Title Momentary changes in heart rate variability can detect risk for emotional eating episodes.
Author Juarascio, Adrienne S; Crochiere, Rebecca J; Tapera, Tinashe M; Palermo, Madeline; Zhang, Fengqing
Journal Appetite Publication Year/Month 2020-Sep
PMID 32278643 PMCID -N/A-
Affiliation + expend 1.Center for Weight, Eating, and Lifestyle Sciences (WELL Center), Drexel University, Stratton Hall, 3141 Chestnut Street Philadelphia, PA, 19104, USA; Department of Psychology, Drexel University, Stratton Hall, 3141 Chestnut Street, Philadelphia, PA, 19104, USA. Electronic address: asj32@drexel.edu.

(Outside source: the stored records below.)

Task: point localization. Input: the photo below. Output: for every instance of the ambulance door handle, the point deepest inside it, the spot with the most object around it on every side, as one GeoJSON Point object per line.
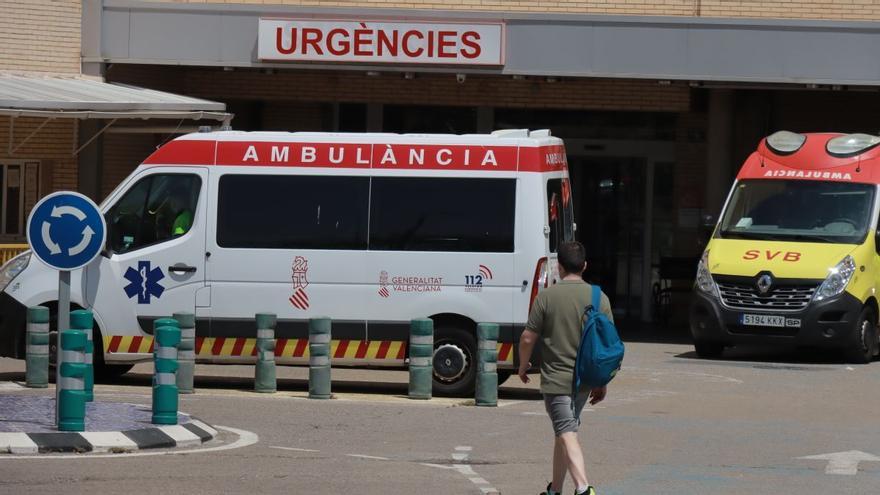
{"type": "Point", "coordinates": [180, 268]}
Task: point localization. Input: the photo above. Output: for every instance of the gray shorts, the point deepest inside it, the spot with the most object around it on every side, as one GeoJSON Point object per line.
{"type": "Point", "coordinates": [559, 409]}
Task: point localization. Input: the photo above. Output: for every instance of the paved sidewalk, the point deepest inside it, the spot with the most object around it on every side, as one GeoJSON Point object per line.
{"type": "Point", "coordinates": [27, 427]}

Emotion dysregulation is a known risk factor for a variety of maladaptive eating behaviors, including emotional eating (Crockett, Myhre, & Rokke, 2015; Lavender et al., 2015). New passive sensing technologies offer the prospect of detecting emotion dysregulation in real-time through measurement of heart rate variability (HRV), a transdiagnostic bio-signal of emotion regulation, which may in turn signal risk of engaging in a maladaptive eating behavior. In the current study, our primary aim was to test the hypothesis that momentary changes in HRV can be used to detect risk of experiencing an emotional eating episode in an ecologically valid setting using a wrist worn sensor with acceptable classification accuracy. Participants were 21 adults with clinically significant emotional eating behaviors. Participants wore the Empatica E4 wrist-sensor and tracked all emotional eating episodes using ecological momentary assessment for four weeks. Time and frequency domain features of HRV were extracted in the 30-min period preceding emotional eating episodes and control cases (defined as the 30 min prior to an EMA survey that did not contain an emotional eating episode). Support vector machine (SVM) learning models were implemented using time domain and frequency domain features. SVM models using frequency domain features achieved the highest classification accuracy (77.99%), sensitivity (78.75%), and specificity (75.00%), consistent with standards deemed acceptable for the prediction of event-level health behavior. SVM models using time domain features still performed above chance, though were less accurate at classifying episodes (accuracy 63.48%, sensitivity 62.68%, and specificity 70.00%) and did not meet acceptable classification accuracy. Wearable sensors that assess HRV show promise as a tool for capturing risk of engaging in emotional eating episodes.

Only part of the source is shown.